A boating quiz, and fishing for ‘bridge beasts’
The Broadkill River begins at the base of Wagamon’s Pond spillway in historic downtown Milton. A picturesque small town started by the Dutch in the 1600s. The Broadkill is a peaceful little tidal river that meanders for many miles through the forests and fields of southern Delaware all the way to the coast ending up near Broadkill Beach on the Delaware Bay. At times the river banks are covered with beautiful blankets of yellow honeysuckle, filling the air with their sweet scent as you navigate the river. Largemouth bass and crappies near town, and stripers and weakfish (northern sea-trout) closer to the bay, all targets of local river anglers and at times fishing can be quite good.
The land along the river’s edge still shows signs of the mule and horse team paths, used to pull large two and three mast sailing ships constructed in Milton, through the woods for mile after mile to finally reach the bay, filling their new sails for the first time. Must have been quite a sight to behold with teams of men and animals struggling and sweating, whips cracking while ahead crews with sharp hatchets and axes climbed and cleared protruding tree limbs, all trying to guide a ship down a narrow constantly curving what many would not really call a river, but a large stream.

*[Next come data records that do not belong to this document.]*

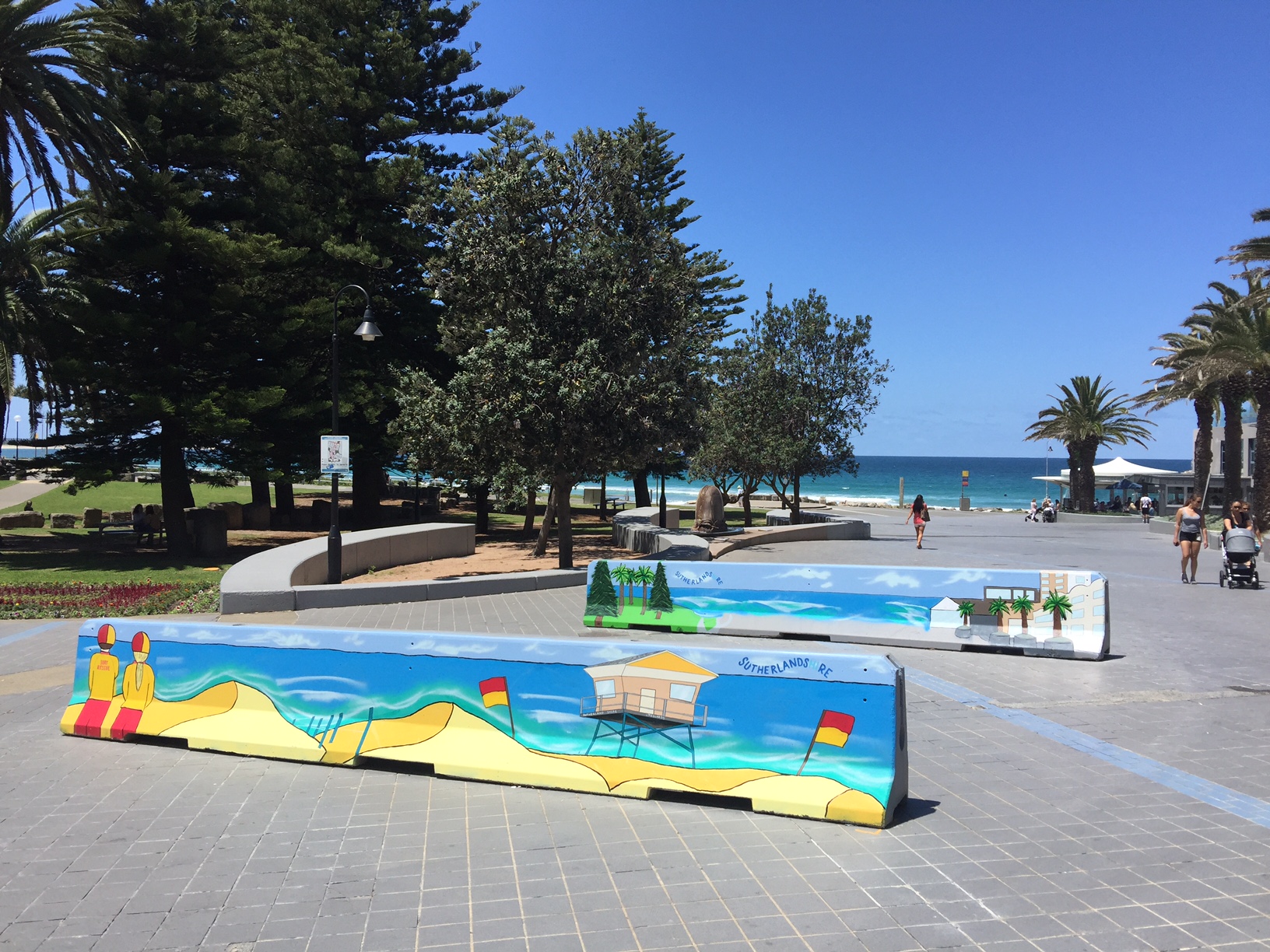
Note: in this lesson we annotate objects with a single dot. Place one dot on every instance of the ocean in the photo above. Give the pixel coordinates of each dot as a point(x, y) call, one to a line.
point(1004, 482)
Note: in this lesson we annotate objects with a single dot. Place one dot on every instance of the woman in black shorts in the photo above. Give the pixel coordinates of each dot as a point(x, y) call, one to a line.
point(1188, 530)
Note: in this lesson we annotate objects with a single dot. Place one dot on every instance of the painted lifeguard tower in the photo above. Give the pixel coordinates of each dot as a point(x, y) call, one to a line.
point(644, 695)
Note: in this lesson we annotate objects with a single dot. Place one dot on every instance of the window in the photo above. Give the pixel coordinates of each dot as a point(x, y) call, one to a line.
point(682, 692)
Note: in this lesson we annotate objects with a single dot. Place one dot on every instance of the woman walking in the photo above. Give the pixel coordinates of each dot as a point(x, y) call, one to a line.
point(920, 514)
point(1188, 530)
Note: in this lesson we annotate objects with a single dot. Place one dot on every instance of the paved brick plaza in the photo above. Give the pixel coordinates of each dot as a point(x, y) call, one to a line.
point(1023, 831)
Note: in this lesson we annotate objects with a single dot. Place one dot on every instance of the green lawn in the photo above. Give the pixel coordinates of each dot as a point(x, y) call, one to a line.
point(125, 495)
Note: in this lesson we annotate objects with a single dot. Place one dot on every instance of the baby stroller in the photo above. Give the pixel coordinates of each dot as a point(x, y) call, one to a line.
point(1239, 558)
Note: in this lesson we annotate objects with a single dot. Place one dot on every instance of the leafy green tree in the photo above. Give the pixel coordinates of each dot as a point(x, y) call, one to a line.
point(1023, 606)
point(1089, 415)
point(1001, 610)
point(345, 154)
point(661, 598)
point(967, 611)
point(601, 600)
point(625, 576)
point(817, 383)
point(1061, 606)
point(1184, 380)
point(52, 110)
point(160, 347)
point(582, 341)
point(643, 576)
point(731, 453)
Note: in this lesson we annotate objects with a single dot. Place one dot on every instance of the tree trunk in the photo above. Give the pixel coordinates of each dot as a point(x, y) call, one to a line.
point(1203, 456)
point(480, 496)
point(1261, 456)
point(1232, 409)
point(285, 498)
point(367, 490)
point(563, 484)
point(259, 490)
point(639, 479)
point(531, 508)
point(545, 532)
point(174, 485)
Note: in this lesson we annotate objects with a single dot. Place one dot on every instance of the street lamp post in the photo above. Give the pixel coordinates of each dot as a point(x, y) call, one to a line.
point(366, 331)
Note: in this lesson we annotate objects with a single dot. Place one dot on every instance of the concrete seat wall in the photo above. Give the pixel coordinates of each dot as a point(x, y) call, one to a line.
point(808, 734)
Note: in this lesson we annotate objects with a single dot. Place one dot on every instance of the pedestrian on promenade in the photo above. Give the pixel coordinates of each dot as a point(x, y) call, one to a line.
point(1188, 530)
point(920, 514)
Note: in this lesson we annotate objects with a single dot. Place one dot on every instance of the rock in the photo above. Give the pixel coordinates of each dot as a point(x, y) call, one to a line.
point(710, 510)
point(22, 520)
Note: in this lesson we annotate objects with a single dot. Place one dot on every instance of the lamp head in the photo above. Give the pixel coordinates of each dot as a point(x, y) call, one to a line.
point(367, 331)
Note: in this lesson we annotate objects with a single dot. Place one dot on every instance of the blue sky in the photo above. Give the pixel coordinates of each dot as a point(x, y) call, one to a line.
point(1015, 192)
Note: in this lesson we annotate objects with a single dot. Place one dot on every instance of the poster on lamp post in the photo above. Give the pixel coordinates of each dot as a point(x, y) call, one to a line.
point(333, 456)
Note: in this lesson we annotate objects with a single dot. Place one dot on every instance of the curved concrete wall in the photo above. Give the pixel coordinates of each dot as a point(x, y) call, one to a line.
point(277, 580)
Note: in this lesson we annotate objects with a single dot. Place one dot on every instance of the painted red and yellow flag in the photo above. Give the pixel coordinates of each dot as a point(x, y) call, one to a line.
point(835, 729)
point(493, 692)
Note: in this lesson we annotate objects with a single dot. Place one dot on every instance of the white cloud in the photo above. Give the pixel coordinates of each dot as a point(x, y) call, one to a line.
point(966, 576)
point(894, 579)
point(279, 640)
point(804, 572)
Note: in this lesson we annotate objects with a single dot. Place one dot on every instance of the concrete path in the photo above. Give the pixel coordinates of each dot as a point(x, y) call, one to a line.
point(20, 492)
point(1051, 805)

Like many of the Milton locals, Uncle Homer had constructed a beautiful home at Broadkill Beach and for many years enjoyed the great water views as well as being an avid bay angler. As the years passed, fishing and boating eventually became more work than fun and Uncle Homer’s nice little Boston Whaler sat faithfully tied to the dock seeing little use. My uncle, a practical man, decided it was time to sell so he asked son Tim and I to take it upriver to the Milton ramp where he would meet us with the trailer, load it and take it to an interested buyer for inspection and hopeful sale.
Tim and I cleared the canal and looked forward to the hour-long trip. Hitting the throttle the 75 hp motor pushed the small Whaler with all it had. Normally this boat motor package cruised at 35 mph but all we could go was 5? The prop wasn’t slipping and the tide was with us. The normal 60-minute trip took over three hours due to having to stop periodically to rest the overheating engine.

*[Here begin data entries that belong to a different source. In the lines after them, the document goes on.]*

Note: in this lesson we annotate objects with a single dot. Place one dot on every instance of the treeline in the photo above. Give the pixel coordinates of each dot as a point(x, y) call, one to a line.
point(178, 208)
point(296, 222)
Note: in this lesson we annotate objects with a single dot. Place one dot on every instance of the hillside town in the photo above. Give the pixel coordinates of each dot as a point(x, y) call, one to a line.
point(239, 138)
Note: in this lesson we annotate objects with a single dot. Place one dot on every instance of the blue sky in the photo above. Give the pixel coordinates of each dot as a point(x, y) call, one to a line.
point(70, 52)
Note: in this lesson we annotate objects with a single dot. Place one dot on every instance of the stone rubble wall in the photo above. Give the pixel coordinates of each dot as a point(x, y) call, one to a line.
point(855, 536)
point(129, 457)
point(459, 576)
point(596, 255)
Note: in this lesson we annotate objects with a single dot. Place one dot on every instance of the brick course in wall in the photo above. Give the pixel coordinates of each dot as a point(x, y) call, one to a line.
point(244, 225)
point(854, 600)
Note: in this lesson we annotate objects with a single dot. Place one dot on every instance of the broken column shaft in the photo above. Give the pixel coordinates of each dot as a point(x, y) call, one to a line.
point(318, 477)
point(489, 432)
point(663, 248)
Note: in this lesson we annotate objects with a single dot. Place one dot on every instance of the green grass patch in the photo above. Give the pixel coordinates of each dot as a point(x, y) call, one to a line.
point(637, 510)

Send an e-mail and in — exactly six words or less — explain what happened and I’ll mail you a virus free inshore lure package. First correct e-mail wins and the winner contacted as well as their name and short answer posted here.

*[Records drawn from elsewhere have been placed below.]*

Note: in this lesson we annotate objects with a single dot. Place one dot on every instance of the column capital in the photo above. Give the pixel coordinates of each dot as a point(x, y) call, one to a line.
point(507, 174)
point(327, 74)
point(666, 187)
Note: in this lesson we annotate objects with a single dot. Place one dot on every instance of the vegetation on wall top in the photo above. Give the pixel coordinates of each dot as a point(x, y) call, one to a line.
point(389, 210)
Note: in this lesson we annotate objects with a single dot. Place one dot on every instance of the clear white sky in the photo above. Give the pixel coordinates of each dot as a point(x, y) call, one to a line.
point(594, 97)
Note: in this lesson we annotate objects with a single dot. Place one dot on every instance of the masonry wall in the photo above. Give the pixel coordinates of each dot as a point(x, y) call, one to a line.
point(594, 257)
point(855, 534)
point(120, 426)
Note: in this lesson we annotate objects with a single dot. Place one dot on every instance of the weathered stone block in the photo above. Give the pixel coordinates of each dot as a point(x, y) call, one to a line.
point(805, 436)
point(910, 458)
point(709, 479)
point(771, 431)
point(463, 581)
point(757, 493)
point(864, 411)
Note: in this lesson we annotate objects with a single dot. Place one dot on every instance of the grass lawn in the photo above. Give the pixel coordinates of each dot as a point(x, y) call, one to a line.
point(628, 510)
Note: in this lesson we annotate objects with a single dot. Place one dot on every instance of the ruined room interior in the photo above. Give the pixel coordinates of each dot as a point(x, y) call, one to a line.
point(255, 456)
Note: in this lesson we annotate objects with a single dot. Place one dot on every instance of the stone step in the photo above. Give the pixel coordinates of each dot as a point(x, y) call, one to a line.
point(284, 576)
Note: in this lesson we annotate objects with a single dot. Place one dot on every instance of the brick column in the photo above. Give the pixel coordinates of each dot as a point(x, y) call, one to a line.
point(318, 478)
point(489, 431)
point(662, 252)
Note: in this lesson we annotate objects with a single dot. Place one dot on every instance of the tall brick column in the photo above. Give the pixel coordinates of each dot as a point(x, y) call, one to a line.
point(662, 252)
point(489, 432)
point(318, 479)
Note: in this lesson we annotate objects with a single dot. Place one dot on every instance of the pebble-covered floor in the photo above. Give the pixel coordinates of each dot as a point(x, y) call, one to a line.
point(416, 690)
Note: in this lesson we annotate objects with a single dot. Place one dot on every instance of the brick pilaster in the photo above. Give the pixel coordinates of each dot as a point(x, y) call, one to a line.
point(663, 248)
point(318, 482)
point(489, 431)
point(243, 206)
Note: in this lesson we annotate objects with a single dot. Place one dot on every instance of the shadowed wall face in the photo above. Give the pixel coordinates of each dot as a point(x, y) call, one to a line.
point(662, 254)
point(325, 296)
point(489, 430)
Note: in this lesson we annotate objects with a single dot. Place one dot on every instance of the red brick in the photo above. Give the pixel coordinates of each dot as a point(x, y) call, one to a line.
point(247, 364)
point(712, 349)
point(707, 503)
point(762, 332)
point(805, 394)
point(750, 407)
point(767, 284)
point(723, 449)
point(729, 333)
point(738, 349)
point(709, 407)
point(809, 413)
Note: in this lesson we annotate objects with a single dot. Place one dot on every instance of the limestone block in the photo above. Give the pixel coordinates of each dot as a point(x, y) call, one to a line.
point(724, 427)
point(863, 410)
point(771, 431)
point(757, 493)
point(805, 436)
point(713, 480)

Now, if you are a wise old salt, just knowingly smile and give the younger crowd a shot.
Even though tarpon mill around our river bridges all year, this is prime time for night fishing fans like myself that wait all year for the chance at enjoying what I consider to be one of anglings’ greatest tarpon thrills — night casting lures for bridge beasts.
From the Sanibel Causeway up-river past Fort Myers, all of the river bridges hold tarpon at various times depending on water chemistry, clarity, temperature and bait concentrations. In summer, bridges become a night tarpon hotspot.
After 20+ years of Florida guiding, you can stick a fork in me. I’m done with the searing sun and night fishing makes life pleasant again.
New to the river? Go in the day and get a good handle on getting from the ramp to your bridge. It all looks so very different at night. Modern electronics simplifies the night journey but a day trip is certainly wise.
An 8 to 8.5-foot, medium-heavy to heavy spinning rod loaded with 60-pound braid knotted to an 80-pound fluorocarbon leader is a good starting point.
Pick a moving tide. Think jigs, swimbaits and healthy releases.